Laut dem europäischen Dachverband Transport and Environment (T&E) haben sich beim Flugverkehr die klimaschädlichen Treibhausgasemissionen in den letzten zwanzig Jahren mehr als verdoppelt. In der Schweiz ist die Luftfahrt bereits heute zu über 14 Prozent für den Klimaeffekt verantwortlich. Geht die Entwicklung so weiter, wird dieser Anteil gemäss WWF bis 2020 um weitere 10 Prozentpunkte anwachsen. Auf der Strecke von Basel nach Wien verursacht eine Person, die im Flugzeug reist, durchschnittlich 1’052 Kilogramm CO2, eine Person mit dem Auto 91 Kilogramm und mit der Bahn 6 Kilogramm CO2. Die Europäische Union ist einen Schritt weiter als die Schweiz und hat ihr Emissionshandelssystem (EHS) Anfang 2012 auf die Luftfahrt ausgedehnt. Die Airlines müssen für jede Tonne CO2 zahlen, die die Flieger in die Luft blasen.

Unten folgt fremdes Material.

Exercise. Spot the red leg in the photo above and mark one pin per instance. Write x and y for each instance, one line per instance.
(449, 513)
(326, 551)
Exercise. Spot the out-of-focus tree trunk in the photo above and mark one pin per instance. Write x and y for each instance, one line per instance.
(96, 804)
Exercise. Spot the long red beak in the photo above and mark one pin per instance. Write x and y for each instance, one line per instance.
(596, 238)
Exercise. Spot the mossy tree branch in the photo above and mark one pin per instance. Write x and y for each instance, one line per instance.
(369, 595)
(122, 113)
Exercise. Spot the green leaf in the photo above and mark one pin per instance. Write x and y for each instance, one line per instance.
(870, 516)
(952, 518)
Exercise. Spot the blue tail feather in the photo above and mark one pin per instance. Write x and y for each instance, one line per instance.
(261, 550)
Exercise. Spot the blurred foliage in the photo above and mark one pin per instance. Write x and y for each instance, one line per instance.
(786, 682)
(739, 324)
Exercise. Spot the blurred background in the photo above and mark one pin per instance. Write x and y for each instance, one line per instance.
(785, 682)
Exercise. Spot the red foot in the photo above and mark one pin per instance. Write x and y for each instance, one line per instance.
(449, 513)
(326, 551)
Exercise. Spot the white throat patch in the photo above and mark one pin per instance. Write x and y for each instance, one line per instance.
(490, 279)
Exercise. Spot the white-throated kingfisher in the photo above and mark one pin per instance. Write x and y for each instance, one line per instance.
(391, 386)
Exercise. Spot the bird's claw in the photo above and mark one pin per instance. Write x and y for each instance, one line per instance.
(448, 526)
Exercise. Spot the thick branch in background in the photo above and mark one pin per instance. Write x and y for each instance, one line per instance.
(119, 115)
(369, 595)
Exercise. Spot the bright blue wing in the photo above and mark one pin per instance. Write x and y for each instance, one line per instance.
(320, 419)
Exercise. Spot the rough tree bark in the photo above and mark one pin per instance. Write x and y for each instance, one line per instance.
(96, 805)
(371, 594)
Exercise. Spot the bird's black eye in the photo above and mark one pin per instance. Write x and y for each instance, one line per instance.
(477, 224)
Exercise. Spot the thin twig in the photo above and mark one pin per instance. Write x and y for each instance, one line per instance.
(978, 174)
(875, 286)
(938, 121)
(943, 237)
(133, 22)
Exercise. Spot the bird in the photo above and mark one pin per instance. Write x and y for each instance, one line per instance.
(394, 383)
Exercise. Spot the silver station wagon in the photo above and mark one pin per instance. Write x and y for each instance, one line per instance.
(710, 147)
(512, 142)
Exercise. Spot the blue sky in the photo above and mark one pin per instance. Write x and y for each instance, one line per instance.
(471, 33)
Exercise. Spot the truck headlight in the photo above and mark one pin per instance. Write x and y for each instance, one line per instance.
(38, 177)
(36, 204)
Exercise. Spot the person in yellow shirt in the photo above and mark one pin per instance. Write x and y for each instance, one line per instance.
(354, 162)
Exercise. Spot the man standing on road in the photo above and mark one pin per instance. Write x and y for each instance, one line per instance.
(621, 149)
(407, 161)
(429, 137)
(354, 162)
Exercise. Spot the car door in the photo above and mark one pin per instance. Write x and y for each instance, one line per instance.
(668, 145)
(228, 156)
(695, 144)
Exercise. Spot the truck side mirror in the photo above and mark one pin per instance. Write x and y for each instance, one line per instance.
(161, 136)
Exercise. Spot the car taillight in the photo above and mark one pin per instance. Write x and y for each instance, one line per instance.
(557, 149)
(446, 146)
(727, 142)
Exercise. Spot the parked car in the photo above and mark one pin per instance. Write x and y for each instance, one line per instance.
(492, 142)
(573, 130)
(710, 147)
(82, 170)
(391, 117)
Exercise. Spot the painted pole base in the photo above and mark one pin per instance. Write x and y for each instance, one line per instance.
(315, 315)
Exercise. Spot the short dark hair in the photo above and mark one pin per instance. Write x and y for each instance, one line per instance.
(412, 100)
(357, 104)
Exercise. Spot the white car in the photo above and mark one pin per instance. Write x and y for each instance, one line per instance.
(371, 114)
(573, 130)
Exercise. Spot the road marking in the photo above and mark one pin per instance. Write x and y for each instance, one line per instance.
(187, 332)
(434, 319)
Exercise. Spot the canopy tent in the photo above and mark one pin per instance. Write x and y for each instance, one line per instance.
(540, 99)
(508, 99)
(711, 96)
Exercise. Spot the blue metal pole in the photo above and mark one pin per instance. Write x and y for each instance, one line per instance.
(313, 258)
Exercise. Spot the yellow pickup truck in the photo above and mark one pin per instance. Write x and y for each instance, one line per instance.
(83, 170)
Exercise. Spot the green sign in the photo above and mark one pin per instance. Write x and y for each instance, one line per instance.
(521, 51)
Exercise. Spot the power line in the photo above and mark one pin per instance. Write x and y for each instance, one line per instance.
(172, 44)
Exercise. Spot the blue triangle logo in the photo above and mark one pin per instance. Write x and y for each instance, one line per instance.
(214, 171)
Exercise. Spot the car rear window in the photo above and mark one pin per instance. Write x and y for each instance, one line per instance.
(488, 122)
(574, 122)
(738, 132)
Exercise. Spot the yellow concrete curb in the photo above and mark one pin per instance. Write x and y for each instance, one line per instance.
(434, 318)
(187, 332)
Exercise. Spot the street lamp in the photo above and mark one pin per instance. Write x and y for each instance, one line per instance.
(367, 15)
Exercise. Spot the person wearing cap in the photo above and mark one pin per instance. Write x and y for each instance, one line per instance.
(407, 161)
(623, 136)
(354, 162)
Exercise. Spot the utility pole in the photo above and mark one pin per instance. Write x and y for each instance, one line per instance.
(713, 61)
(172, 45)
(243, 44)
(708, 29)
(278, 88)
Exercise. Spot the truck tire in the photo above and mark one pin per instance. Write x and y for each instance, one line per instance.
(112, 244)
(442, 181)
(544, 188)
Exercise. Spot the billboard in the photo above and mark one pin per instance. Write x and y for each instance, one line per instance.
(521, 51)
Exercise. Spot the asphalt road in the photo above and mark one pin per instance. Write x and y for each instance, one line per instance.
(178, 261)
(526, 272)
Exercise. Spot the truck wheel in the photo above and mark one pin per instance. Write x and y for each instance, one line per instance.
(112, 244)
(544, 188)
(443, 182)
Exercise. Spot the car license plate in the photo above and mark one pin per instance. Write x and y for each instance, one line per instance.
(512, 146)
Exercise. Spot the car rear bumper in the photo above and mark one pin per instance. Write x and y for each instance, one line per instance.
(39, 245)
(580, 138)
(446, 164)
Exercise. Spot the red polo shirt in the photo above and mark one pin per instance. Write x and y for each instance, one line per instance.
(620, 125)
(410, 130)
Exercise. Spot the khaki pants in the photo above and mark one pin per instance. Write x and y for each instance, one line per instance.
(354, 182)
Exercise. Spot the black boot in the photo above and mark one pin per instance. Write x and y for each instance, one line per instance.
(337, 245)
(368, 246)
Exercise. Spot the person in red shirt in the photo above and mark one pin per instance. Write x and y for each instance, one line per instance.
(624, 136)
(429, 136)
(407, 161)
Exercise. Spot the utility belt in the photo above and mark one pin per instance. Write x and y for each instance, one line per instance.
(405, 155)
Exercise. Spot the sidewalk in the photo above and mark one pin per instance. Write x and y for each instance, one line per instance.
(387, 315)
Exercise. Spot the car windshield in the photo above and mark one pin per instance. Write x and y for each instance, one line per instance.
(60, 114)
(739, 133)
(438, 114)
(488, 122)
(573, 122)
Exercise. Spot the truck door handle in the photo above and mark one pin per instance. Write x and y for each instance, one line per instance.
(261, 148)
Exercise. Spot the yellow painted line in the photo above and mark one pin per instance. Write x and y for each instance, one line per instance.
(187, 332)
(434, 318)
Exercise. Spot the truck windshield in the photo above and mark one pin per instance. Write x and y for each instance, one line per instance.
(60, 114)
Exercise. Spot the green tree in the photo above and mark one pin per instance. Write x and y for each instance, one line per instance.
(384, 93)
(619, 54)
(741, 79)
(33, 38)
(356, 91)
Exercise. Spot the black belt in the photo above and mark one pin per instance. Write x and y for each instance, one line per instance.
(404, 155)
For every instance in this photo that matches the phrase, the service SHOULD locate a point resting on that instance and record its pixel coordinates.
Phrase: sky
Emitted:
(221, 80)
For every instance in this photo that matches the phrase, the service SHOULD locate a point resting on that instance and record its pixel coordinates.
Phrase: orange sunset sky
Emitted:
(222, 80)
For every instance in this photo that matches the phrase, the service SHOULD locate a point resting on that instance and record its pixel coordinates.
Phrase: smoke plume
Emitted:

Zwar regt sich auch hier Widerstand – das EHS für interkontinentale Flüge wurde für 2012 rückwirkend ausgesetzt, weil sich Länder wie China und die USA massiv wehrten und nun nach einer internationalen Lösung gesucht wird –, doch die EU will die klimaschädlichen Airlines zur Kasse bitten. Rund zwei Euro zahlen die Passagiere pro Flug für die CO2-Emissionen. Übrigens hat T&E nachgewiesen, dass die Airlines den Fluggästen die noch nicht anfallenden EHS-Kosten 2012 bereits in Rechnung stellten. Zwischen 243 und 486 Millionen Euro sollen sie so in die Tasche gesteckt haben.

Luftverkehrssteuer

Während Länder wie Deutschland, Frankreich, Österreich oder Grossbritannien für jeden Passagier, der von einem Flughafen im Inland abhebt, eine Luftfahrtverkehrssteuer verlangen – in Deutschland 7,50 Euro pro Person bei einem Kurzstreckenflug und 42,18 Euro pro Langstreckenflug –, ist hierzulande noch alles gratis. Das Departement Leuthard macht keinerlei Anstalten, um dem Parlament eine vergleichbare Abgabe für alle abfliegenden Passagierinnen und Passagiere vorzuschlagen.

Im Schlaraffenland

Fliegen ist ein Privileg der Reichen. Über 90 Prozent der Weltbevölkerung hat noch nie ein Flugzeug von innen gesehen. Gemäss einer Studie im Auftrag des Bundesamts für Zivilluftfahrt (Bazl) fliegen wir Schweizerinnen und Schweizer fast doppelt so viel wie Einwohner unserer Nachbarländer, nämlich 1,3 Flugreisen pro Kopf (nach Abzug von Umsteigern und Incoming-Reisen), und damit fast doppelt so hoch wie in Deutschland und Österreich (ca. 0,7) und mehr als doppelt so hoch wie in Frankreich und Italien (ca. 0,5). Ein regelrechter Boom ist bei den Ferienflügen festzustellen. Seit 1950 haben die Flugbewegungen von Schweizer Flughäfen um den Faktor 14 zugenommen. Einzig nach dem 11. September 2001 war ein Rückgang zu verzeichnen. Betrachtet man die Steuerprivilegien der Schweizer Luftfahrt, verwundert das wenig. Schweizer Flughäfen profitieren zusätzlich von zinsgünstigen Krediten und die Kosten der Flugsicherung werden weitgehend vom Bund übernommen. Müsste der Flugverkehr alle direkten und indirekten Kosten selber zahlen, wäre der Aufenthalt über den Wolken schätzungsweise dreimal teurer. Herzlich Willkommen im Flugschlaraffenland Schweiz.